Monday, February 06, 2012

The Woman in Black - a ghostly thriller

I was fortunate to see The Woman in Black in a Carmike Cinema "BigD" theater, offering a big screen and enhanced surround sound.

That meant the haunted house Danial Radcliff was exploring filled one wall of the cinema, and all of the creaks and bumps were right next to me.

It was a good way to see a ghostly thriller that puts some of the eerie tropes that have been making audiences jump anew,in flicks like Insidious and Paranormal Activity, back in the Edwardian era in creepy style. 

The tale focuses on Radcliff as grief-stricken lawyer Arthur Kipps who's sent to an isolated seaside village to organize the papers of a recently-deceased client. Despondent over his wife's death, the assignment is sort of a last chance from senior partners.

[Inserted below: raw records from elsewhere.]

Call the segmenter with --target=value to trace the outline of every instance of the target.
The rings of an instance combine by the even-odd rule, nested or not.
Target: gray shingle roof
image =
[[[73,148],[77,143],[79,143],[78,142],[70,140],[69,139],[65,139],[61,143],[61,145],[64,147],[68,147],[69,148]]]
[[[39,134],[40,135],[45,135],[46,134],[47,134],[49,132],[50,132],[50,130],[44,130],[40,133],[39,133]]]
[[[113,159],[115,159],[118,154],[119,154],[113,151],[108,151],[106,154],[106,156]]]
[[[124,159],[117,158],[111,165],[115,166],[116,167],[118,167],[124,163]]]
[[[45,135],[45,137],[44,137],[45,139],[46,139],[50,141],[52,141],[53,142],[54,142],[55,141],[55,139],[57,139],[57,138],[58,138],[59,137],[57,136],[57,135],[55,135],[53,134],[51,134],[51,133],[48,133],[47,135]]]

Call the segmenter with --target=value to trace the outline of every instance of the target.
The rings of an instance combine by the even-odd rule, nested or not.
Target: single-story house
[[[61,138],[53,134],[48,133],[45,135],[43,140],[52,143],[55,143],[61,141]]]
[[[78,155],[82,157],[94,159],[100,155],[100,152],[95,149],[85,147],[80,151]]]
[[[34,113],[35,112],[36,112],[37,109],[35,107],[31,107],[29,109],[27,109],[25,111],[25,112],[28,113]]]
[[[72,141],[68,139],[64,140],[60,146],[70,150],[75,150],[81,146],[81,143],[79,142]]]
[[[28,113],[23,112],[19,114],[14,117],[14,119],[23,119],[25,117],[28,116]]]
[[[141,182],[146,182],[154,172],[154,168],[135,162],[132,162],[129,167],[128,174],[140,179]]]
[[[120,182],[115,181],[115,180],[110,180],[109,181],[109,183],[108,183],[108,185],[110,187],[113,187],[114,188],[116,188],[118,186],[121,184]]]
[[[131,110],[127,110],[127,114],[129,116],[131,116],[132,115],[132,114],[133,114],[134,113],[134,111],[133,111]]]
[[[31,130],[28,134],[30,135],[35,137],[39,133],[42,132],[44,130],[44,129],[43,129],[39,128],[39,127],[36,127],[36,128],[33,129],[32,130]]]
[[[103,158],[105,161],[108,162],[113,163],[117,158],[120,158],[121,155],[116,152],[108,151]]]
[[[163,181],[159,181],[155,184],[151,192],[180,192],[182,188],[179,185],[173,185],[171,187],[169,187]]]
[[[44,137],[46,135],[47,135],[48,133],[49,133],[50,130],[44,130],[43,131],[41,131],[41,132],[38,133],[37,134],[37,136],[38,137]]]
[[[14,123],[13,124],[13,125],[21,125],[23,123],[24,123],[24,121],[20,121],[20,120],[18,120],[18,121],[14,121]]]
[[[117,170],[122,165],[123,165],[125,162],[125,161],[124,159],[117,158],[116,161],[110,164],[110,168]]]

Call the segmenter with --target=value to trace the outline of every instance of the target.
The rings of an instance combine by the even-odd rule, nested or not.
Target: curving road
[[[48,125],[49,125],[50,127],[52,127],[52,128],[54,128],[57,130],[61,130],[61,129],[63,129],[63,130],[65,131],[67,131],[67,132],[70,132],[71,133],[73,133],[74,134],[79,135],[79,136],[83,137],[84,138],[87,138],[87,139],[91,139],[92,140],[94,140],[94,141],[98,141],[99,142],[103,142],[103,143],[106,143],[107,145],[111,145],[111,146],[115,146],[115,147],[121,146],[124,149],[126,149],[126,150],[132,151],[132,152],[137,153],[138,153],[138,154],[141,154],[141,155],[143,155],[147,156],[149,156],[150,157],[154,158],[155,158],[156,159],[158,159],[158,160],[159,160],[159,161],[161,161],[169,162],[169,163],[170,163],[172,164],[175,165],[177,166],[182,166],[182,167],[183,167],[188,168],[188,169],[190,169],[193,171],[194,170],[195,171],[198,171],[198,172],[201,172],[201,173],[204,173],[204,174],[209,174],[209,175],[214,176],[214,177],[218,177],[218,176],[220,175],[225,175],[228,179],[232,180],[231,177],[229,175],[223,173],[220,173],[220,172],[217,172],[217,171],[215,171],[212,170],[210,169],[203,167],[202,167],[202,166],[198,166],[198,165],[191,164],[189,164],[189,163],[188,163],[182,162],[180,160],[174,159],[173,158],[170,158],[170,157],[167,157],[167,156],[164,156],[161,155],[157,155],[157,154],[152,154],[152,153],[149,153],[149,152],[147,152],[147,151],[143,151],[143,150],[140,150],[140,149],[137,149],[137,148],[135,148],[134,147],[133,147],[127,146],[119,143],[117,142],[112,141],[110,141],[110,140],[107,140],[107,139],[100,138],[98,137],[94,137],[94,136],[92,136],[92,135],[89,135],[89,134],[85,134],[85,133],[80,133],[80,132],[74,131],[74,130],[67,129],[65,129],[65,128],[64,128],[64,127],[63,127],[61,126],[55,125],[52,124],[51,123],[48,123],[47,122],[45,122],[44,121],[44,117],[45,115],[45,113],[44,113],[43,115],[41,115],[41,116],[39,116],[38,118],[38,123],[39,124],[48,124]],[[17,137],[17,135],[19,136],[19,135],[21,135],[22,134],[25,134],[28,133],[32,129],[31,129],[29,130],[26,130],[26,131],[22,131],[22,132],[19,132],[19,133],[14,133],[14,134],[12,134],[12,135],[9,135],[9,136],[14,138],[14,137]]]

He finds most villagers unreceptive to his presence and is soon working to unravel a dark mystery that ties the history of his firm's client to contemporary deaths that appear accidental. His one ally is the great CiarĂ¡n Hinds in a non-villainous role.

The film's at its best when Kipps is alone in the house, piecing together past events amid encounters with strange presences including the title figure, a well-realized image of darkness.

Eerie moments including the sudden gaze from a ghost through a zoetrope device deliver real chills even to a jaded film viewer.  Other period toys in general are used to great effect.

It's all wonderfully unsettling, with some intense moments and a period set-piece that provides a tense climax.

In the end, the plot may not be 100 percent satisfying. I've not read the Susan Hill novel nor seen the original BBC adaptation, but I wondered if the ending was from the page.

It's still a great ride, though, especially for those who appreciate the roots of the modern horror genre. It's also a great chance to see Radcliff transition to non-Harry Potter roles with a character that shouldn't disappoint fans.


Charles Gramlich said...

It definitely looks good. Reading Scars and Candy by the way. Good stuff so far. I'm on the story with the lady writer and the green eyes in the field

Sidney said...

Glad you got it. That story is set at an apartment Robert Petitt used to live in back in the day.